That’s where we find Jesus today, on his way out of Palestine and into Egypt. The Christ child is a refugee and a migrant, all as a result of a scared oligarch’s murderous grip. Wise men visited Herod, leading the oligarch to have innocent children massacred, which was also a popular legend about Moses in Jewish circles in Jesus’ and Matthew’s time. In Jesus’ case they also warned his parent’s. Both bring freedom, to people, both are Prophets, and both will find their way out of Egypt. Both are vulnerable in their circumstances, and it’s related to their heritage as Jews, in Jesus’ case through his lineage that hearkens to David, greatest king of Israel, as well as deeply fallible, according to the book of the Prophet Samuel. That book comes towards the end of a long cycle extending from the book of Joshua to the book of Kings, which is the book which tells of the glories of Solomon, the second greatest king of Israel, and a son of David who too is considered deeply fallible.

The scene is set for a beggar king, someone who has run from the worst in order to do the best.
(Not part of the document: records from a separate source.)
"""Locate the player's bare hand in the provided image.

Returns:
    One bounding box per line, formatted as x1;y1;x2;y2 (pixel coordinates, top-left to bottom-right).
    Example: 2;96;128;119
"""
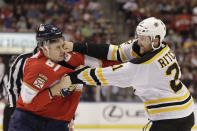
59;75;72;89
68;119;74;131
62;41;73;52
75;65;85;71
50;75;72;96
But this prophet and king will not have the gloriously expanding empire and human negligence of David or fleets and wealth and wives and waywardness of Solomon. He will not lead his people through the Red Sea into freedom as Moses did. Instead, he will lead all people through death into life. Matthew is weaving a story a Jewish child who will remake the world, not by accumulating power, but pouring it out for others.

This Christ child in flight is a symbol that bears a deep well of meaning for us as we sit along a border where even now children are in flight from threats to their lives from not terribly distant places like Central America. One need not even go to the border, as Afghan refugees begin to settle into San Diego itself. Christ then, and Christ now, is with the desperate and distraught of the world. And Jesus shows, through his own humanity, shows that a life lived with meaning is one that is emptied out for others. Ultimately, this is the Jesus who proclaims “Those who find their life will lose it, and those who lose their life for my sake will find it.”

For his sake, the life we must lose are the very ones that threatened him and Moses as a child. We must lose lives that revolve only around our own petulance, but that delights in the love we can and must share for others. This self-emptying prophet, king, messiah, and Christ of the cosmos is oppressed but not overcome, desperate but not dismayed, fleeing and yet full of power. His life still changes more lives than Pharoah, or any other powerful person in history.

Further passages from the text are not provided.